Atomic Force Microscopy Based DNA Sensing and Manipulation

Sequencing DNA provides a positive impact for the biomedical community by understanding a wide variety of applications such as human genetics, disease, and pathogens. The reason the Arkansas Micro & Nano Systems lab is involved with research in DNA sequencing is due to the current, leading industry method. Nanopore sequencing was developed by Oxford Nanopore Technology in which its sequencing method separates double stranded DNA to electrically characterize individual nucleotides traveling through a charged nanopore. Unfortunately, nanopore sequencing uses biological materials that require a shelf life and drives high cost. Therefore, the Arkansas Micro & Nano Systems lab has developed a DNA sequencing method using atomic force microscopy (AFM) to eliminate any shelf life of materials. One of the main functions of sequencing DNA using atomic force microscopy is using force spectroscopy to control the movement of DNA by creating an electrostatic force between a cantilever tip and strand of DNA. Two different force spectroscopy methods were developed by graduate students, Dr.
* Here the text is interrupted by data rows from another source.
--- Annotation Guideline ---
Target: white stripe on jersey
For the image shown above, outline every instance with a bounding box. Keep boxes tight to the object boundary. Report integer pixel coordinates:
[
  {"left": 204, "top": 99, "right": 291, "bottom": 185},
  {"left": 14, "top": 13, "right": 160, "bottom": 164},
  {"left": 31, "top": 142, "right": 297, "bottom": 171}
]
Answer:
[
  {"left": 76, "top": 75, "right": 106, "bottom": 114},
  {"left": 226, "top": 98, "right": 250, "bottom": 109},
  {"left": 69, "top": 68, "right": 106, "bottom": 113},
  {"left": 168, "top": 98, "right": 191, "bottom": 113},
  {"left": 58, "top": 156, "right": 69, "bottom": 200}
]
Bo Ma and Lucas Bartmann, to control DNA.The focus of this report is to test and evaluate both spectroscopy methods developed by previous graduate students from the Arkansas Micro & Nano Systems lab and determine which procedure is more effective. Because atomic force microscopy will be used to control and move DNA, this undergraduate thesis will also entail a top-down approach of how to prepare DNA on a mica surface and how to use a CoreAFM in liquid mode to scan images of DNA. Explaining the procedure to locate DNA using an AFM and determining which spectroscopy method is more effective in moving DNA will hopefully provide a more efficient process of sequencing DNA using atomic force microscopy.